真夜中のドロップアウトカウボーイズ@別館
ピンク映画は観ただけ全部感想を書く、ひたすらに虚空を撃ち続ける無為。
 



 「露出願望 見られたい人妻」(2014/製作:フリーク・アウト/提供:オーピー映画/脚本・監督:国沢☆実/撮影:佐久間栄一/編集:有馬潜/録音:シネキャビン/助監督:江尻大/監督助手:増田秀郎撮影助手:鈴木靖之・春木康輔/スチール:本田あきら/効果:梅沢身知子/現像:東映ラボ・テック/協力:生方哲・岡輝男・佐倉萌・周磨要・武田浩介・鶴岡和輝・中村勝則・藤木吾呂/出演:あいださくら・美咲結衣・伊沢涼子・前沢健太・村田頼俊・中川大輔・山科薫)。
 雑踏の中立ち尽くすあいださくら、トッ散らばつたタイトル・イン。野外露出を何者かに写真に撮られるのは、朝食中の西脇美優(あいだ)の白日夢に似た妄想。度々上の空となる妻に、夫の凌一(中川)は半ば匙を投げてゐた。ここで中川大輔は田中康文の「痴漢電車 夢指の熱い調べ」(2012)で乗客要員に見切れてゐなければ、直近の出演作は池島ゆたかの「超いんらん やればやるほどいい気持ち」(2008)まで遡る案外御無沙汰。夫婦生活に悩みを抱へる美優はある雨の日、何でそんなロケーションをホッつき歩いてゐるのかは兎も角、川原の橋の下で青姦に燃えるカップル(美咲結衣と前沢健太)を目撃、思はずその場で自慰に突入する。
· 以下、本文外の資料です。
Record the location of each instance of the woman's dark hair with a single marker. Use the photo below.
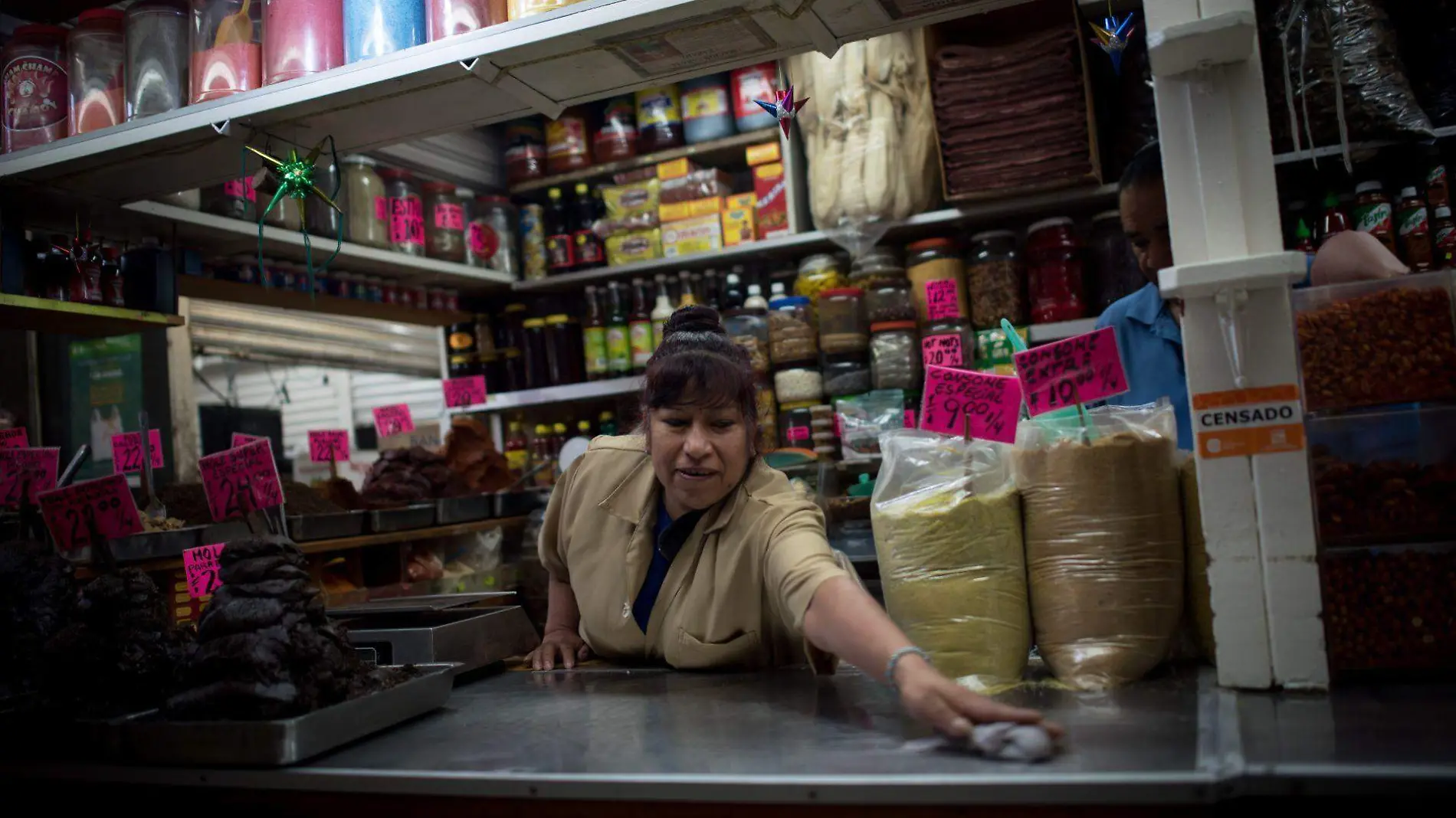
(700, 365)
美優と目が合つた美咲結衣は、挑戦的に笑ひかける。美優の箍はその一件で外れ、開巻に繋がる野外露出。写真を撮られ逃げ出した美優は公衆トイレにて着衣後、なほも後を尾ける男の気配にカウンターで金的を叩き込むと、それは七年ぶりに再会した、高校時代の教師・犬飼保(山科)だつた。屋外なり照明を満足に当てられると幾分マシとはいへ、赤黒い顔色は矢張り心配。教へ子を強姦し教職を追はれた犬飼は、カウンセラーとしてメンタルサポート「オアシス」を開業してゐた。蟻地獄に捕はれた蟻の如く、美優は犬飼の治療を受ける。
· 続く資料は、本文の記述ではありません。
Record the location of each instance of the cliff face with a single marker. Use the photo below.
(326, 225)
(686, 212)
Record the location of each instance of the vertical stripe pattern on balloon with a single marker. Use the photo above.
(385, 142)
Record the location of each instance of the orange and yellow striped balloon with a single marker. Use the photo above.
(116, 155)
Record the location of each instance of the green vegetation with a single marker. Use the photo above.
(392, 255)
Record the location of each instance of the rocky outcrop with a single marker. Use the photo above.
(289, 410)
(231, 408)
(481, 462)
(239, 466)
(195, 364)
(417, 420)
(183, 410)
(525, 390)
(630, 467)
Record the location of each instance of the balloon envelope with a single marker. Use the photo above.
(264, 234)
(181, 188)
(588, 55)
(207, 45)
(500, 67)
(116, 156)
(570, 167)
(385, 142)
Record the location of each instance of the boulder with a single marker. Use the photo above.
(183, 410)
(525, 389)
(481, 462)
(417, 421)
 近作に於ける内藤忠司との相性があまり芳しく感じられなかつたゆゑ、2009年第二作「OL空手乳悶 奥まで突き入れて」(主演:成田愛)以来、気づくと結構間が空いてゐた単独自脚本といふ点に期待してみた国沢実2014年第一作。と、したところが。切れが悪ければ抜けもしない堂々巡りに、一時間付き合はされる苦行。直截に筆を滑らせると最も駄目なのが、カウンセリングの最中、犬飼が一切の脈略をスッ飛ばし凌一と和服がサマになるママさん(伊沢)の不倫を美優が想像してゐる点を、薮から突き出た棒に竹を接ぎ指摘する件。当然そこから強引にあるいはズルズルと伊沢涼子と中川大輔の濡れ場に繋がる訳だが、最早国沢実は、三番手の裸も満足に見せられないのかと軽く絶望した。二番手に関しては美優の背中を押す全体的な構成上の役割と、作中最も若く即物的ないはゆるナイス・バディは問題ないとして、今度は劇団玉の湯(主催:石動三六)所属の前沢健太が、壊滅的に拙い腰の振りで激しく水を差す。事後女にキスをする際の顔の角度さへ覚束ない、素人を連れて来るなら連れて来るで、入念に演技指導して貰はないと困る。商業娯楽映画と、木戸銭を落とした観客とを嘗めてゐるのか。過去の悔恨だ愛せない愛する資格がないだと、ある意味国沢実裏定番の陰々滅々路線ともいへ、心許ない主演女優を筆頭に伊沢涼子を除き脆弱な俳優部に無策に連動し、暗く歪む決定力にさへ事欠く始末。国沢実が厳しいなあ、何度さうした心境を懐けば済むものやら。その翼が再び力強く羽ばたくのは何時の日のことなのか、それとも終にまゝならぬまゝなのか。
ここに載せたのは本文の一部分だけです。